Financial & competing interests disclosure
ML Marin has acted as a consultant for WL Gore. The authors have no other relevant affiliations or financial involvement with any organization or entity with a financial interest in or financial conflict with the subject matter or materials discussed in the manuscript apart from those disclosed. No writing assistance was utilized in the production of this manuscript.
Current treatment options for AAA include monitoring, endovascular repair and open repair; no effective medical treatments have been validated.
The multiplicity AAA-associated variants in different pathways suggest a complex, multifactorial disease, which possibly represents a heterogeneous group of diseases naively lumped together and given the final diagnosis of AAA.
A number of clinical trials have been conducted on protease inhibitors, renin–angiotensin system (RAS) acting drugs, and lipid metabolism modulators like statins using various animal models of AAA and human trials, but have yet to be validated or gain US FDA approval.

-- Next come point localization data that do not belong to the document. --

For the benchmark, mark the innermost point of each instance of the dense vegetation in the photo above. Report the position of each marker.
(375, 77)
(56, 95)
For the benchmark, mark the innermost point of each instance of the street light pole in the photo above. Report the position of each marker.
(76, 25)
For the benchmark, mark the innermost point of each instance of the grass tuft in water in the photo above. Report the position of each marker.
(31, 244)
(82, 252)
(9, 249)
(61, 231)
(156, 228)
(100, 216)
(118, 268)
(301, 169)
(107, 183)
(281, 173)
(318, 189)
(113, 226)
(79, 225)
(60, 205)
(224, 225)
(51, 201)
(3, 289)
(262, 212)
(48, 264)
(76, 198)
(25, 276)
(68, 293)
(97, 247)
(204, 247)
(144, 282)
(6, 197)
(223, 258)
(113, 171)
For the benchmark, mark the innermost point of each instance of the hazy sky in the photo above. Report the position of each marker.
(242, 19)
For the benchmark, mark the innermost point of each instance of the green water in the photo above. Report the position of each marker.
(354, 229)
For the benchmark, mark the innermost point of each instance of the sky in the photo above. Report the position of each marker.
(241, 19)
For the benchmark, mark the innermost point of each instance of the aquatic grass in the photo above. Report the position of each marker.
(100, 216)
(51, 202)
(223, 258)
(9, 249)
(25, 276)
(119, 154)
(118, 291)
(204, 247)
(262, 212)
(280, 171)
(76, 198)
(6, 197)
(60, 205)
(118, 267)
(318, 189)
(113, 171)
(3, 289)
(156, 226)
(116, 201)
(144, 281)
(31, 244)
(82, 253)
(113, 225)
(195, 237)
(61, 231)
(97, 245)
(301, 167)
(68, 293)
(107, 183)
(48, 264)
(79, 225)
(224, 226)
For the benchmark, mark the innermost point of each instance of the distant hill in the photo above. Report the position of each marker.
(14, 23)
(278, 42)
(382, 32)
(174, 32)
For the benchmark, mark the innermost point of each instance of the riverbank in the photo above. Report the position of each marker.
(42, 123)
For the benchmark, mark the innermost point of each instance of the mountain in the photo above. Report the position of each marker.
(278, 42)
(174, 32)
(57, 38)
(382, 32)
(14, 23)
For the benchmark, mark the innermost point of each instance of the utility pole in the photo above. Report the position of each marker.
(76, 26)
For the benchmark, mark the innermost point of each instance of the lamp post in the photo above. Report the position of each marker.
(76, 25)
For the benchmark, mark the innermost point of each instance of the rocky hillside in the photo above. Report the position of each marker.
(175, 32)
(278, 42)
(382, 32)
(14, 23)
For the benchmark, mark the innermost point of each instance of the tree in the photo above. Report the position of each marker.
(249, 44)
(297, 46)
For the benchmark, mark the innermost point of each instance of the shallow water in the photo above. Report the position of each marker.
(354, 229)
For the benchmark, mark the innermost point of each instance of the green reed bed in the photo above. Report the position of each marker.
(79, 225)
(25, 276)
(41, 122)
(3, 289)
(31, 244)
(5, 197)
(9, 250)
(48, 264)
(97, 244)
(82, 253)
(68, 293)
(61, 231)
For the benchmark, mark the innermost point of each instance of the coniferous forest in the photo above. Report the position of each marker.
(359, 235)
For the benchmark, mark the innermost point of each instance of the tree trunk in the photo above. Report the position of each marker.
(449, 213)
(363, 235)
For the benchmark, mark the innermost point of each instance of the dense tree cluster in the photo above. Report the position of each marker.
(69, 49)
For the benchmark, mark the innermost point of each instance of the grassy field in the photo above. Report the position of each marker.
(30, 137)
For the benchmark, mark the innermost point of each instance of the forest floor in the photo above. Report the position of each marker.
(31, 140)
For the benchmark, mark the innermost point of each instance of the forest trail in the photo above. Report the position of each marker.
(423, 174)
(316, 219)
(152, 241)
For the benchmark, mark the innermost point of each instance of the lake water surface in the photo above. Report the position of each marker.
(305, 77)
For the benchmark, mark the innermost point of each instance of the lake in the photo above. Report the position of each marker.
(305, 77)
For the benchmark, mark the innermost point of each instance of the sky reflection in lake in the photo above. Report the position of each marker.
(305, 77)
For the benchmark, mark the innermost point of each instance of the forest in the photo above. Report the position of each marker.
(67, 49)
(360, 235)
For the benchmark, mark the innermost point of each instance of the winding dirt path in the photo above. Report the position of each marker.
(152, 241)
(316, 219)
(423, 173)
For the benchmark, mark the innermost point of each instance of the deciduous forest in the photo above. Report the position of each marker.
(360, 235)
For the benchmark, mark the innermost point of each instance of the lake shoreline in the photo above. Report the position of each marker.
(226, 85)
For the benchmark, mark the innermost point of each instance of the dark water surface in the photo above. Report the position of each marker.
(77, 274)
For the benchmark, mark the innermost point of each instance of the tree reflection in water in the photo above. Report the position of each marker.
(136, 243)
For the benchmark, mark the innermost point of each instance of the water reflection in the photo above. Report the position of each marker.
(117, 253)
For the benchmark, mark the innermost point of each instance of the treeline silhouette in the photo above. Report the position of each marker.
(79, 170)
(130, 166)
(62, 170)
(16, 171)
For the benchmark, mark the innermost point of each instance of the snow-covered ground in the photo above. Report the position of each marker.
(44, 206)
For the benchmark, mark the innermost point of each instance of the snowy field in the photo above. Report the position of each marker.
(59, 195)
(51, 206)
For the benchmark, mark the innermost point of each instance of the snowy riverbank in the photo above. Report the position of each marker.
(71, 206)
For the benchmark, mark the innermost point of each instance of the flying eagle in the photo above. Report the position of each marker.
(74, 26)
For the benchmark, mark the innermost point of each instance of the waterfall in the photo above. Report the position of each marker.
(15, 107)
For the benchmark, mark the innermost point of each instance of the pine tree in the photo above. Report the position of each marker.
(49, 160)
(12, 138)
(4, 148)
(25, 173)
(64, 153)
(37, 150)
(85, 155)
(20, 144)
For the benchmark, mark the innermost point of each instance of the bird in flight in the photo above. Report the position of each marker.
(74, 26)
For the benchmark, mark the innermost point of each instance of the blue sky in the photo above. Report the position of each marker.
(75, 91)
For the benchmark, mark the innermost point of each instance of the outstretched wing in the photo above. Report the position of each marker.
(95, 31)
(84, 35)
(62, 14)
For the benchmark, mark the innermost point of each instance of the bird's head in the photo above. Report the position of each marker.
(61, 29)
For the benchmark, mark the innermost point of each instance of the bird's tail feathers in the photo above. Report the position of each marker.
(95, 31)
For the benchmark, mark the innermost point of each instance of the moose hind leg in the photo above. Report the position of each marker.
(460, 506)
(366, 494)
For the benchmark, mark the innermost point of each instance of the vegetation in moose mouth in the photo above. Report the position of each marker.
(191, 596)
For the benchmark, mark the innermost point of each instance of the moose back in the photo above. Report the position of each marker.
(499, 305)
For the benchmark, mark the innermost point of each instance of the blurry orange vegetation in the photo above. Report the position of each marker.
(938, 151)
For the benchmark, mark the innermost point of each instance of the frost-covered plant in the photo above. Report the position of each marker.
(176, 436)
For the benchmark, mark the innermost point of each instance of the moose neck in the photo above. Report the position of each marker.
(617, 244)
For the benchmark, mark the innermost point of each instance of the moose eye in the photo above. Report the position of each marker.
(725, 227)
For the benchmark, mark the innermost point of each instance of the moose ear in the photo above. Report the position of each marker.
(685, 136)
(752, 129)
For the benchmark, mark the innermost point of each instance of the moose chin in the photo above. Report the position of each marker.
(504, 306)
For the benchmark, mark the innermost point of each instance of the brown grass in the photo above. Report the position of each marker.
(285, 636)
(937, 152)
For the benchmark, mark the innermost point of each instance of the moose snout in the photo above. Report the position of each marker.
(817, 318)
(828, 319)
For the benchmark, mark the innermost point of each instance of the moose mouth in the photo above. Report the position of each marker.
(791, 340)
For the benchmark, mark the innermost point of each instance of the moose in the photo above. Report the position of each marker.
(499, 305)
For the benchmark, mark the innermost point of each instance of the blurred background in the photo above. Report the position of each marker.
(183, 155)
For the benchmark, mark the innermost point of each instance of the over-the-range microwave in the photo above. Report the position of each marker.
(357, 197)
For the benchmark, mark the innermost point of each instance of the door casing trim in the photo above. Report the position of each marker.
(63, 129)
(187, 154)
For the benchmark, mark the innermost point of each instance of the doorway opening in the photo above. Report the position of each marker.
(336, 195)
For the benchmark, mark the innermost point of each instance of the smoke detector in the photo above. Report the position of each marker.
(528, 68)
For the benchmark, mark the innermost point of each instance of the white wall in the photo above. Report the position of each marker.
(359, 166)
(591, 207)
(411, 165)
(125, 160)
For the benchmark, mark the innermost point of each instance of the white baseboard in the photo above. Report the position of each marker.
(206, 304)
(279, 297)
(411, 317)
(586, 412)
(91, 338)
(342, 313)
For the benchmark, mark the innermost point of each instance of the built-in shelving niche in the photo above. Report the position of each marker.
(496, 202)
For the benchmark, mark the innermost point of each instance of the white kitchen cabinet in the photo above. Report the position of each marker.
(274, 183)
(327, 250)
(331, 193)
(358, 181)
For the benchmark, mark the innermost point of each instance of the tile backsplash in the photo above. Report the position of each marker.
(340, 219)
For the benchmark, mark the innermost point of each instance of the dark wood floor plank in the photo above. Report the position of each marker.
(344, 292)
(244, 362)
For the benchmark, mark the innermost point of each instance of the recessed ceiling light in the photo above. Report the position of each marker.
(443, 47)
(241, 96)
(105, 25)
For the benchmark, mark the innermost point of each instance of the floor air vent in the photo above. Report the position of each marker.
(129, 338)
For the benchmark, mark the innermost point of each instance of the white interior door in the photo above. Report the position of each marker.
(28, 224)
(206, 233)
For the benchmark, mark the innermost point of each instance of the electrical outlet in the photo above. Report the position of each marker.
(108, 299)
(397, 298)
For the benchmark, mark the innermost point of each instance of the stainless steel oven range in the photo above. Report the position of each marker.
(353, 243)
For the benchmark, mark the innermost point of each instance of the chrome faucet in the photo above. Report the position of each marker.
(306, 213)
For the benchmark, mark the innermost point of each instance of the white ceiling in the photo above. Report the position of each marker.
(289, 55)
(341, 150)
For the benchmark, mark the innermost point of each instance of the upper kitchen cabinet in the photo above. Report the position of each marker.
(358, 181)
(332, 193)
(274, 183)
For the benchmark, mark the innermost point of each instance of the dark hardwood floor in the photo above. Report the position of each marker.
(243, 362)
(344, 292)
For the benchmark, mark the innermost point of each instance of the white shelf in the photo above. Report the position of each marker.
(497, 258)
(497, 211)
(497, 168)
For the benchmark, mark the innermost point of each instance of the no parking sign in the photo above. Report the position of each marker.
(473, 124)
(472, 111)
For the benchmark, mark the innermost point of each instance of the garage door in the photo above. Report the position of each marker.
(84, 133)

Animal models for AAA need to be standardized, characterized and validated against the human disease.
Better-matched control populations need to be used to determine variants associated with AAA compared with those associated with other comorbidities and risk factors.
Whole genome sequencing in conjunction with other methods is necessary to determine the etiology of AAA.
Greater understanding of the etiology of development, progression and rupture could alter the therapeutic decision matrix. Patients with validated variants for increased risk of AAA or of ruptured AAA could be monitored more closely and/or intervened on earlier minimizing the risk of ruptured aneurysms.